As demandas destinadas a suprimir o crescimento dos salários foram apresentadas aos Estados membros em 50 ocasiões.

Instruções destinadas a reduzir a segurança no emprego, as proteções trabalhistas contra demissões e os direitos de negociação colectiva de trabalhadores e sindicatos foram emitidas 38 vezes.

Além das demandas de rotina para cortar despesas do governo em serviços sociais em geral, a Comissão também fez 45 demandas específicas destinadas a reduzir ou remover benefícios para os desempregados, pessoas vulneráveis e pessoas com deficiência, incluindo a adoção de medidas punitivas para forçar esses indivíduos a trabalhar. mercado - ou, pelo menos, para se tornarem candidatos a emprego.

Sob o pretexto de limitar a dívida e os deficits, a Comissão Europeia está aplicando austeridade em áreas políticas sobre as quais não tem autoridade legal.
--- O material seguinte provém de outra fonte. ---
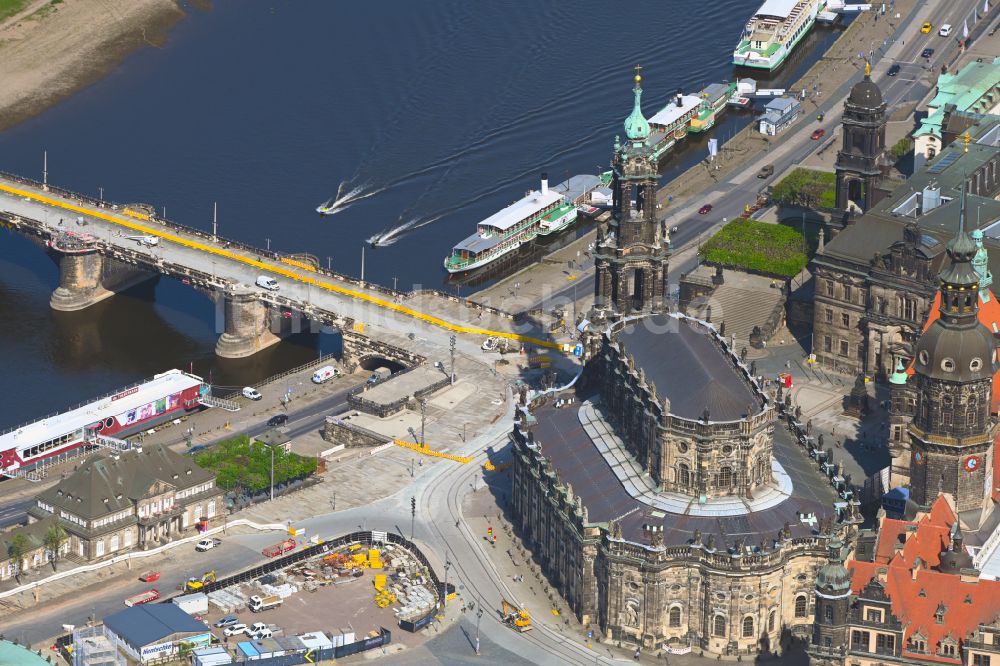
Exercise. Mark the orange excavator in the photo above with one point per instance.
(517, 618)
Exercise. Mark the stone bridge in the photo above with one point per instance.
(102, 248)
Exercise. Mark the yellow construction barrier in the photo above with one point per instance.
(430, 452)
(276, 269)
(490, 466)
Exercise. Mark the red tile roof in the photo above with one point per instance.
(989, 316)
(967, 604)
É claro que o foco político atual deve ser a resposta aos enormes e imediatos desafios colocados pela pandemia. Mas, como enfrentamos uma recessão provavelmente muito mais acentuada do que a da crise financeira global, também precisamos de uma avaliação honesta das políticas públicas fracassadas que deixaram os sistemas de saúde da UE em uma posição tão fraca, com resultados tão devastadores.

*  Emma Clancy trabalha como consultora de políticas para o Sinn Féin e a Esquerda Unitária Europeia (GUE/NGL) no Parlamento Europeu na Comissão de Assuntos Económicos e Monetários e na Comissão de Inquérito dos Panama Papers.